API integration: contracts as AI instruction sets

Instead of writing imperative test files, StartER uses a contract-based approach.

The tests/contracts.ts file

This file is the single source of truth for your API. Because it is a structured TypeScript object, AI agents can parse it to understand exactly what they need to build.

// Example contract for reading an item
const contracts = {
  items: {
    read: {
      method: "get",
      path: "/api/items/1",
      cases: {
        success: {
          request: {},
          response: { status: 200, body: { id: 1, title: "My Item", user_id: 1 } },
        },
        not_found: {
          specialPath: "/api/items/NaN",
          request: {},
          response: { status: 404, body: {} },
        },
      }
    }
  }
};

Why this is AI-native:

  • Context-rich: an AI agent reading this file knows all handled error cases (401, 404, 400) at a glance.
  • Self-correction: if the AI generates an action that returns a 404 when it should return a 200, the contract test will fail. You can then feed the failure back to the AI for instant correction.
  • Consistency: the test runner (tests/api/contracts.test.ts) ensures that every contract is tested the same way, preventing AI from introducing "test drift."

Isolation and performance (SQLite)

A major strength of StartER lies in using in-memory SQLite for verification:

  • Perfect isolation: each API test starts with a fresh, independent database in memory (:memory:).

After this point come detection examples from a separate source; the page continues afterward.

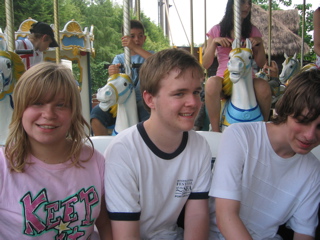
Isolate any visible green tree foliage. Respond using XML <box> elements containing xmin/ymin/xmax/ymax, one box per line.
<box><xmin>0</xmin><ymin>0</ymin><xmax>170</xmax><ymax>92</ymax></box>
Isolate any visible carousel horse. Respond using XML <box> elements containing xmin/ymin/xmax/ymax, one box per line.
<box><xmin>97</xmin><ymin>73</ymin><xmax>138</xmax><ymax>135</ymax></box>
<box><xmin>0</xmin><ymin>51</ymin><xmax>25</xmax><ymax>145</ymax></box>
<box><xmin>221</xmin><ymin>39</ymin><xmax>263</xmax><ymax>131</ymax></box>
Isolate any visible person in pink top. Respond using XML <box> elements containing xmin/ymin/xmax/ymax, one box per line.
<box><xmin>0</xmin><ymin>62</ymin><xmax>112</xmax><ymax>240</ymax></box>
<box><xmin>203</xmin><ymin>0</ymin><xmax>271</xmax><ymax>132</ymax></box>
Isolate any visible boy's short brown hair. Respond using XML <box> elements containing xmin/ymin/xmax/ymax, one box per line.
<box><xmin>139</xmin><ymin>48</ymin><xmax>204</xmax><ymax>112</ymax></box>
<box><xmin>271</xmin><ymin>69</ymin><xmax>320</xmax><ymax>124</ymax></box>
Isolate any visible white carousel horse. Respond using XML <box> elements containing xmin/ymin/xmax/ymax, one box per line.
<box><xmin>0</xmin><ymin>51</ymin><xmax>25</xmax><ymax>145</ymax></box>
<box><xmin>279</xmin><ymin>53</ymin><xmax>300</xmax><ymax>84</ymax></box>
<box><xmin>221</xmin><ymin>39</ymin><xmax>263</xmax><ymax>131</ymax></box>
<box><xmin>97</xmin><ymin>73</ymin><xmax>138</xmax><ymax>135</ymax></box>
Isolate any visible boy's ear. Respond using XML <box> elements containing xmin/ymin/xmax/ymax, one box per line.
<box><xmin>142</xmin><ymin>90</ymin><xmax>154</xmax><ymax>109</ymax></box>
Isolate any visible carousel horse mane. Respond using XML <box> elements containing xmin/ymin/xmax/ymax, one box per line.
<box><xmin>97</xmin><ymin>73</ymin><xmax>138</xmax><ymax>135</ymax></box>
<box><xmin>279</xmin><ymin>53</ymin><xmax>319</xmax><ymax>85</ymax></box>
<box><xmin>221</xmin><ymin>39</ymin><xmax>263</xmax><ymax>130</ymax></box>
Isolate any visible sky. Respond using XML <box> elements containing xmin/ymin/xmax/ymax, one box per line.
<box><xmin>113</xmin><ymin>0</ymin><xmax>320</xmax><ymax>46</ymax></box>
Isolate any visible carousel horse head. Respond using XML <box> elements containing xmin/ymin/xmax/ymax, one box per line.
<box><xmin>97</xmin><ymin>73</ymin><xmax>134</xmax><ymax>111</ymax></box>
<box><xmin>279</xmin><ymin>53</ymin><xmax>300</xmax><ymax>84</ymax></box>
<box><xmin>97</xmin><ymin>73</ymin><xmax>138</xmax><ymax>135</ymax></box>
<box><xmin>221</xmin><ymin>39</ymin><xmax>263</xmax><ymax>130</ymax></box>
<box><xmin>0</xmin><ymin>51</ymin><xmax>25</xmax><ymax>101</ymax></box>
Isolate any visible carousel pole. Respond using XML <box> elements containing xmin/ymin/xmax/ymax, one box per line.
<box><xmin>5</xmin><ymin>0</ymin><xmax>15</xmax><ymax>52</ymax></box>
<box><xmin>123</xmin><ymin>0</ymin><xmax>131</xmax><ymax>78</ymax></box>
<box><xmin>190</xmin><ymin>0</ymin><xmax>194</xmax><ymax>55</ymax></box>
<box><xmin>233</xmin><ymin>0</ymin><xmax>241</xmax><ymax>48</ymax></box>
<box><xmin>268</xmin><ymin>0</ymin><xmax>272</xmax><ymax>66</ymax></box>
<box><xmin>135</xmin><ymin>0</ymin><xmax>141</xmax><ymax>21</ymax></box>
<box><xmin>53</xmin><ymin>0</ymin><xmax>60</xmax><ymax>63</ymax></box>
<box><xmin>300</xmin><ymin>0</ymin><xmax>306</xmax><ymax>68</ymax></box>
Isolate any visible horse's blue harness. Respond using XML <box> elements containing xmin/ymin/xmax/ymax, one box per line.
<box><xmin>226</xmin><ymin>101</ymin><xmax>263</xmax><ymax>124</ymax></box>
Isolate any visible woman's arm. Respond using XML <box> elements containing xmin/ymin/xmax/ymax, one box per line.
<box><xmin>96</xmin><ymin>196</ymin><xmax>112</xmax><ymax>240</ymax></box>
<box><xmin>202</xmin><ymin>37</ymin><xmax>232</xmax><ymax>69</ymax></box>
<box><xmin>215</xmin><ymin>198</ymin><xmax>252</xmax><ymax>240</ymax></box>
<box><xmin>184</xmin><ymin>199</ymin><xmax>209</xmax><ymax>240</ymax></box>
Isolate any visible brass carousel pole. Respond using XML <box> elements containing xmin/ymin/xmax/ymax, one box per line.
<box><xmin>233</xmin><ymin>0</ymin><xmax>241</xmax><ymax>48</ymax></box>
<box><xmin>268</xmin><ymin>0</ymin><xmax>272</xmax><ymax>66</ymax></box>
<box><xmin>300</xmin><ymin>0</ymin><xmax>306</xmax><ymax>68</ymax></box>
<box><xmin>190</xmin><ymin>0</ymin><xmax>194</xmax><ymax>55</ymax></box>
<box><xmin>123</xmin><ymin>0</ymin><xmax>131</xmax><ymax>78</ymax></box>
<box><xmin>5</xmin><ymin>0</ymin><xmax>15</xmax><ymax>52</ymax></box>
<box><xmin>53</xmin><ymin>0</ymin><xmax>60</xmax><ymax>63</ymax></box>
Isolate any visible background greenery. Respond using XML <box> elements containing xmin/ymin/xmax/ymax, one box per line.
<box><xmin>0</xmin><ymin>0</ymin><xmax>315</xmax><ymax>92</ymax></box>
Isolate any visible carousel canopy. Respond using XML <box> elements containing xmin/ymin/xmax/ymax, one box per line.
<box><xmin>251</xmin><ymin>4</ymin><xmax>310</xmax><ymax>56</ymax></box>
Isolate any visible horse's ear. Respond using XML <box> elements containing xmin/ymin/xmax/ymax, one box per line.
<box><xmin>246</xmin><ymin>38</ymin><xmax>252</xmax><ymax>49</ymax></box>
<box><xmin>232</xmin><ymin>39</ymin><xmax>240</xmax><ymax>49</ymax></box>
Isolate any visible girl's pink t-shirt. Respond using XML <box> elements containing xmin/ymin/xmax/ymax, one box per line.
<box><xmin>207</xmin><ymin>24</ymin><xmax>262</xmax><ymax>78</ymax></box>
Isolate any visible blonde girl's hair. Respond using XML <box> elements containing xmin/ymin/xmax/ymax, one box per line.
<box><xmin>5</xmin><ymin>62</ymin><xmax>93</xmax><ymax>172</ymax></box>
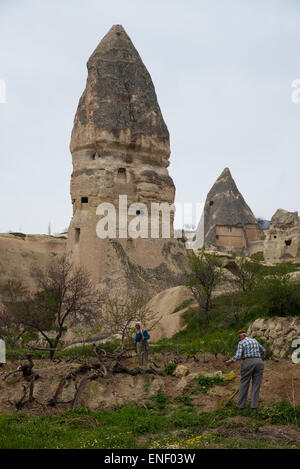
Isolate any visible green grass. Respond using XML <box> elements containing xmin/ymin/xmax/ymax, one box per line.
<box><xmin>0</xmin><ymin>400</ymin><xmax>300</xmax><ymax>449</ymax></box>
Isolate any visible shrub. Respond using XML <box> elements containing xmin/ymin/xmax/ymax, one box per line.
<box><xmin>164</xmin><ymin>363</ymin><xmax>177</xmax><ymax>375</ymax></box>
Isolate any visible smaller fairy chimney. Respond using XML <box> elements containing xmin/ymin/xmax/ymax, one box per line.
<box><xmin>204</xmin><ymin>168</ymin><xmax>262</xmax><ymax>251</ymax></box>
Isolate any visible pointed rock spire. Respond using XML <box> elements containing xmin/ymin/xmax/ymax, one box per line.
<box><xmin>71</xmin><ymin>25</ymin><xmax>170</xmax><ymax>157</ymax></box>
<box><xmin>204</xmin><ymin>168</ymin><xmax>257</xmax><ymax>245</ymax></box>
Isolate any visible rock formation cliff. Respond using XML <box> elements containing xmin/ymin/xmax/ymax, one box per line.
<box><xmin>264</xmin><ymin>209</ymin><xmax>300</xmax><ymax>263</ymax></box>
<box><xmin>68</xmin><ymin>25</ymin><xmax>187</xmax><ymax>294</ymax></box>
<box><xmin>204</xmin><ymin>168</ymin><xmax>262</xmax><ymax>250</ymax></box>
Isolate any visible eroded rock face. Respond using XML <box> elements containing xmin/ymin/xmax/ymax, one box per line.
<box><xmin>204</xmin><ymin>168</ymin><xmax>263</xmax><ymax>251</ymax></box>
<box><xmin>248</xmin><ymin>317</ymin><xmax>300</xmax><ymax>358</ymax></box>
<box><xmin>70</xmin><ymin>25</ymin><xmax>175</xmax><ymax>207</ymax></box>
<box><xmin>264</xmin><ymin>209</ymin><xmax>300</xmax><ymax>263</ymax></box>
<box><xmin>68</xmin><ymin>25</ymin><xmax>187</xmax><ymax>294</ymax></box>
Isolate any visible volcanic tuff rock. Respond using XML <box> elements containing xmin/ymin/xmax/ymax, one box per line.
<box><xmin>264</xmin><ymin>209</ymin><xmax>300</xmax><ymax>263</ymax></box>
<box><xmin>68</xmin><ymin>25</ymin><xmax>187</xmax><ymax>293</ymax></box>
<box><xmin>204</xmin><ymin>168</ymin><xmax>261</xmax><ymax>248</ymax></box>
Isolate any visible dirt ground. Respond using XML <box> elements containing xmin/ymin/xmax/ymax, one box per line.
<box><xmin>0</xmin><ymin>353</ymin><xmax>300</xmax><ymax>415</ymax></box>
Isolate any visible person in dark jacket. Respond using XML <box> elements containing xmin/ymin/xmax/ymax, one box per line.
<box><xmin>135</xmin><ymin>322</ymin><xmax>150</xmax><ymax>366</ymax></box>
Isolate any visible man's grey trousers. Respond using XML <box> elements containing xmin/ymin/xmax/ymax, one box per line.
<box><xmin>237</xmin><ymin>358</ymin><xmax>264</xmax><ymax>409</ymax></box>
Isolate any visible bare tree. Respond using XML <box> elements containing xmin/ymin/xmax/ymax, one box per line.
<box><xmin>2</xmin><ymin>256</ymin><xmax>104</xmax><ymax>359</ymax></box>
<box><xmin>0</xmin><ymin>279</ymin><xmax>28</xmax><ymax>348</ymax></box>
<box><xmin>187</xmin><ymin>249</ymin><xmax>223</xmax><ymax>322</ymax></box>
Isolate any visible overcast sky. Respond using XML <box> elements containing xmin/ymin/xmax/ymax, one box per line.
<box><xmin>0</xmin><ymin>0</ymin><xmax>300</xmax><ymax>233</ymax></box>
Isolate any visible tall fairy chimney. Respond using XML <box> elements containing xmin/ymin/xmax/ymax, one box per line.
<box><xmin>68</xmin><ymin>25</ymin><xmax>182</xmax><ymax>288</ymax></box>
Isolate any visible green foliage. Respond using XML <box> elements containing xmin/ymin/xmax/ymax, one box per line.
<box><xmin>257</xmin><ymin>402</ymin><xmax>300</xmax><ymax>427</ymax></box>
<box><xmin>164</xmin><ymin>363</ymin><xmax>177</xmax><ymax>375</ymax></box>
<box><xmin>0</xmin><ymin>398</ymin><xmax>300</xmax><ymax>449</ymax></box>
<box><xmin>244</xmin><ymin>272</ymin><xmax>300</xmax><ymax>317</ymax></box>
<box><xmin>235</xmin><ymin>257</ymin><xmax>263</xmax><ymax>292</ymax></box>
<box><xmin>22</xmin><ymin>332</ymin><xmax>39</xmax><ymax>345</ymax></box>
<box><xmin>250</xmin><ymin>251</ymin><xmax>265</xmax><ymax>262</ymax></box>
<box><xmin>187</xmin><ymin>249</ymin><xmax>222</xmax><ymax>323</ymax></box>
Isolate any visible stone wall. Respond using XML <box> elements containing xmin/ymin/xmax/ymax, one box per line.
<box><xmin>248</xmin><ymin>317</ymin><xmax>300</xmax><ymax>358</ymax></box>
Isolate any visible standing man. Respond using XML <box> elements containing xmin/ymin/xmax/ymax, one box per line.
<box><xmin>135</xmin><ymin>322</ymin><xmax>150</xmax><ymax>365</ymax></box>
<box><xmin>225</xmin><ymin>329</ymin><xmax>265</xmax><ymax>410</ymax></box>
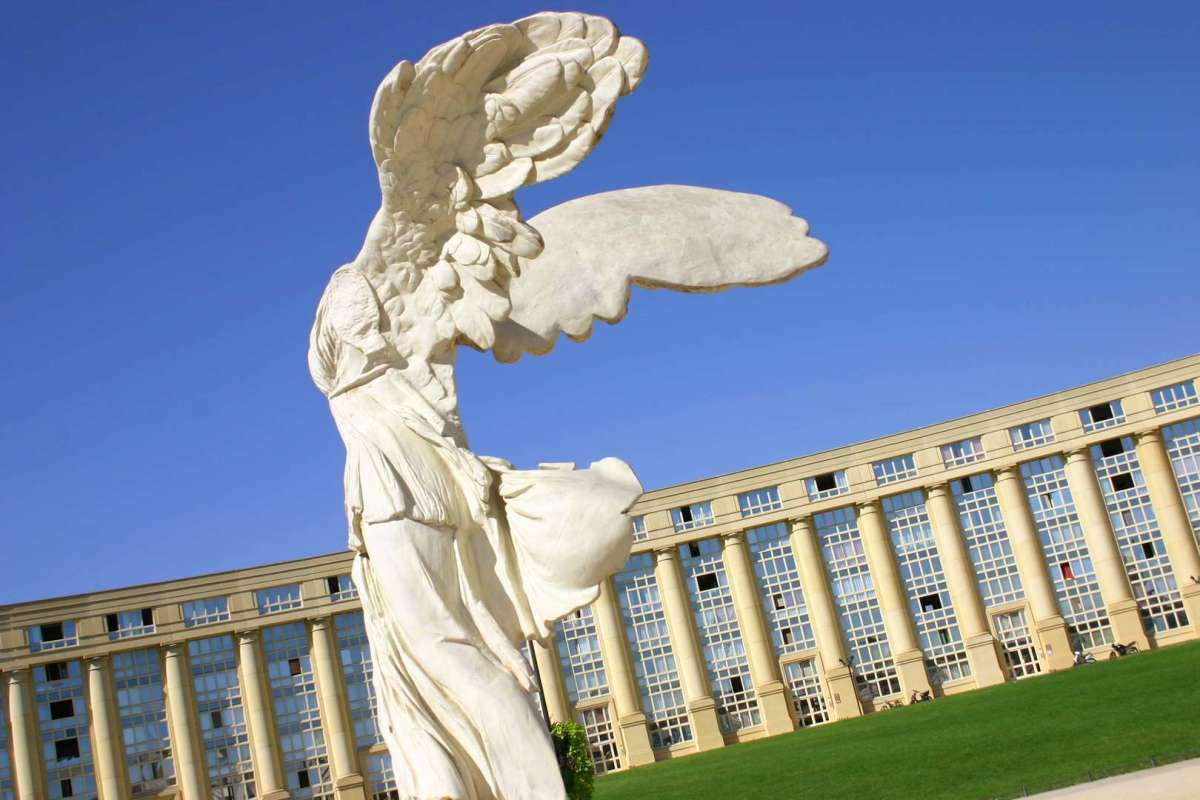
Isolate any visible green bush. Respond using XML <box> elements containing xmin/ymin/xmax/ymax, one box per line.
<box><xmin>550</xmin><ymin>722</ymin><xmax>595</xmax><ymax>800</ymax></box>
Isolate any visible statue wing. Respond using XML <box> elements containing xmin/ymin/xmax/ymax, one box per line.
<box><xmin>492</xmin><ymin>186</ymin><xmax>828</xmax><ymax>362</ymax></box>
<box><xmin>355</xmin><ymin>13</ymin><xmax>647</xmax><ymax>349</ymax></box>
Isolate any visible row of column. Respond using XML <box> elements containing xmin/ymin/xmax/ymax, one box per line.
<box><xmin>7</xmin><ymin>616</ymin><xmax>366</xmax><ymax>800</ymax></box>
<box><xmin>549</xmin><ymin>429</ymin><xmax>1200</xmax><ymax>765</ymax></box>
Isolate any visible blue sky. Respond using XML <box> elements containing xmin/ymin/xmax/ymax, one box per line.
<box><xmin>0</xmin><ymin>1</ymin><xmax>1200</xmax><ymax>602</ymax></box>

One test can never corrupt another.
  • Schema compliance: the schema (schema.sql) is applied before each scenario. You are always testing against the real structure.
  • Speed: near-instant execution because no disk access is required.

React tests

React tests are located in tests/react/ and focus on user behavior.

  • React Testing Library: interact with the DOM semantically (getByRole, userEvent.click).
  • Data mocks: the cache system is simulated using contract data, allowing the UI to be tested in isolation from the network.

Example component test:

it("should display an item", async () => {
  await renderWithStub(
    "/items/:id",
    ItemShow,
    [`/items/${allItems[0].id}`],
    { me: fooUser },
  );

  await screen.findByRole("heading", { level: 1, name: allItems[0].title });

  // Verifies the component "called" the contract
  expectContractCall("items", "read", "success");
});

Best practices for AI verification

  • Contract first: always update contracts.ts before asking the AI to implement the logic.
  • Realistic data: use data close to reality in your mocks so the AI has good examples of what the data looks like.
  • Snake case: name your scenarios in snake_case (e.g., bad_request, unauthorized) for consistency.